Execution Engines
GISPulse supports three execution modes. The engine can be configured per rule, per session, or globally.
Overview
| Engine | Tier | Usage | Volumes |
|---|---|---|---|
| GPKG (GeoPandas) | Community | Default, portable mode | < 50k features |
| DuckDB | Community | Local acceleration | 50k – 10M features |
| PostGIS | Pro | Persistence, triggers, multi-user | Unlimited |
| Hybrid | Pro | DuckDB for computation + PostGIS for storage | Unlimited |
GPKG mode (GeoPandas) — default
Default engine since v1.0.2. Uses GeoPandas + Shapely with native GPKG as portable storage format.
gispulse run input.gpkg --rules rules.json -o output.gpkg --engine gpkgWhen to use:
- Datasets < 50,000 features
- No server-side persistence needed
- Offline / portable mode
- Environment without PostGIS
Limitations:
- Everything in RAM
- No persistence between sessions
- Less performant on large volumes
DuckDB mode
Vectorized acceleration via DuckDB + the spatial extension. Automatically enabled by certain capabilities on large volumes.
gispulse run input.gpkg --rules rules.json -o output.gpkg --engine duckdbWhen to use:
- Datasets from 50,000 to several million features
- Intensive attribute computations (aggregations, joins)
- Offline / serverless mode
- GeoParquet input (native DuckDB)
Advantages:
- Automatic SIMD vectorization
- Native GeoParquet reading (columnar format)
- Automatic multi-threading
- No server required
Limitations:
- Spatial operations less complete than PostGIS
- No server-side persistence
- No triggers or pg_notify
Automatic DuckDB selection
Certain capabilities automatically switch to DuckDB when the volume exceeds 50,000 features and the duckdb engine is active:
buffer— DuckDB spatial ST_Bufferarea_length— vectorized calculations
PostGIS mode (Pro)
Delegates processing to a PostgreSQL/PostGIS server.
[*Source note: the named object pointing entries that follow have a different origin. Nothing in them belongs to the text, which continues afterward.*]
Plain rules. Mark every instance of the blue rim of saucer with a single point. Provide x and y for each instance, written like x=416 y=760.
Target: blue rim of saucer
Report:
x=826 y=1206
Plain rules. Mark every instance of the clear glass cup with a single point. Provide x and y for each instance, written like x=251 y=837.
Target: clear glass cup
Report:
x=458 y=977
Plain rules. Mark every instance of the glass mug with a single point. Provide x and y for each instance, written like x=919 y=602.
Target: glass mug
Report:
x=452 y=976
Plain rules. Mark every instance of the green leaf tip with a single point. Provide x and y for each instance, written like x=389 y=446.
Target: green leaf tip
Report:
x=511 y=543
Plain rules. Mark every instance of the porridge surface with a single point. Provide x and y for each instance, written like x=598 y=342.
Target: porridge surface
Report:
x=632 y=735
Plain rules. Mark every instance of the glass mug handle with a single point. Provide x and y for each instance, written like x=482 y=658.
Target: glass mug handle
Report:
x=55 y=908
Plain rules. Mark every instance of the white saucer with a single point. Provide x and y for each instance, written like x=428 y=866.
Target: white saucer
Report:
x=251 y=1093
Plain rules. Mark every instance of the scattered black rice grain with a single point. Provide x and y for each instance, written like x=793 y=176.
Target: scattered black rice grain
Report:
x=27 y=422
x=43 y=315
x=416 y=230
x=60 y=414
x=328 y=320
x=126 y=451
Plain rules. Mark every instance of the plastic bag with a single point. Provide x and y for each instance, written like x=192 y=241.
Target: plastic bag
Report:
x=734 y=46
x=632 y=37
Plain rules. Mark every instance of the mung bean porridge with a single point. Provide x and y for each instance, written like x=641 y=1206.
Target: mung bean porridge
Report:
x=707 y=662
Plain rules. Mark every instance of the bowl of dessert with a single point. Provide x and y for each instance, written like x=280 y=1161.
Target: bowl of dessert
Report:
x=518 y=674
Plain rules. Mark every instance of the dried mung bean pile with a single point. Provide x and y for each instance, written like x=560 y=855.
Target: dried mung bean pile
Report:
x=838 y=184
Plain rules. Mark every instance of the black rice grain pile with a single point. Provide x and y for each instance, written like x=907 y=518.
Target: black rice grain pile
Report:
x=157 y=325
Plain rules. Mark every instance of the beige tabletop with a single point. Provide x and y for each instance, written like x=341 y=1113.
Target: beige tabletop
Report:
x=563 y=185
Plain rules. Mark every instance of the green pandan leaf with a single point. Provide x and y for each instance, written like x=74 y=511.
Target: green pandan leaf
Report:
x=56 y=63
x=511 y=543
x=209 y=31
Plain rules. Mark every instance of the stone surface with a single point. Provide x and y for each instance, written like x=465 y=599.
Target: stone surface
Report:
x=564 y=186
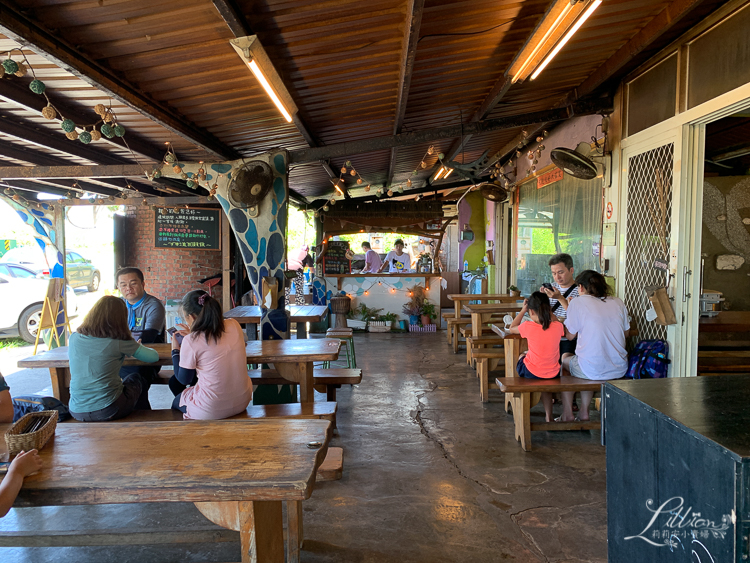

Provides persistence, triggers, multi-user, and advanced SQL operations.
Prerequisites:
pip install "gispulse[postgis]"GISPULSE_DSN=postgresql://user:pass@host:5432/dbin.env- PostgreSQL 14+ with PostGIS 3.x extension
Configuration:
# .env
GISPULSE_DSN=postgresql://gispulse:secret@localhost:5432/gispulseAdvantages:
- Server-side dataset persistence
- Triggers via
pg_notify(real-time reactivity) - Advanced SQL operations (full ST_* support)
- Multi-user with RBAC (Team tier)
- Very large volume support (server-side spatial indexing)
- Cron pipelines
When to use:
- Data shared between multiple users
- Need for triggers or cron
- Volumes > several million features
- Production environment
Getting started with PostGIS in Docker
docker run -d \
--name gispulse-postgres \
-e POSTGRES_USER=gispulse \
-e POSTGRES_PASSWORD=secret \
-e POSTGRES_DB=gispulse \
-p 5432:5432 \
postgis/postgis:16-3.4GISPULSE_DSN=postgresql://gispulse:secret@localhost:5432/gispulse
gispulse portalHybrid mode (Pro)
Combines DuckDB for intensive local computations and PostGIS for persistence and shared data.
Local data → DuckDB (fast computation) → PostGIS (storage)
← PostGIS (reference)Configuration:
{
"capability": "spatial_join",
"config": {
"ref_layer": "municipalities",
"engine": "hybrid"
}
}Hybrid mode is managed automatically by the SessionManager — it chooses DuckDB for operations on local data and PostGIS for lookups on persistent tables.
Recommendations by use case
Solo GIS analyst, local data
# Python mode — simple and direct
gispulse run data.gpkg --rules rules.json -o output.gpkgBatch pipeline on large volume
# DuckDB — maximum performance
gispulse run data_10M.gpkg --rules rules.json -o output.gpkg --engine duckdbTeam / SaaS deployment
# PostGIS — persistence and multi-user
GISPULSE_DSN=postgresql://... gispulse portal --host 0.0.0.0Automated CI/CD
- run: gispulse run data.gpkg --rules rules.json -o output.gpkg --engine duckdbDiagnosing the engine in use
The run command always indicates the engine actually used in the output:
2 rule(s) applied [engine: duckdb]For more details, enable verbose mode:
gispulse run ... --verboseStructured logs (JSON) indicate which strategy was selected for each capability.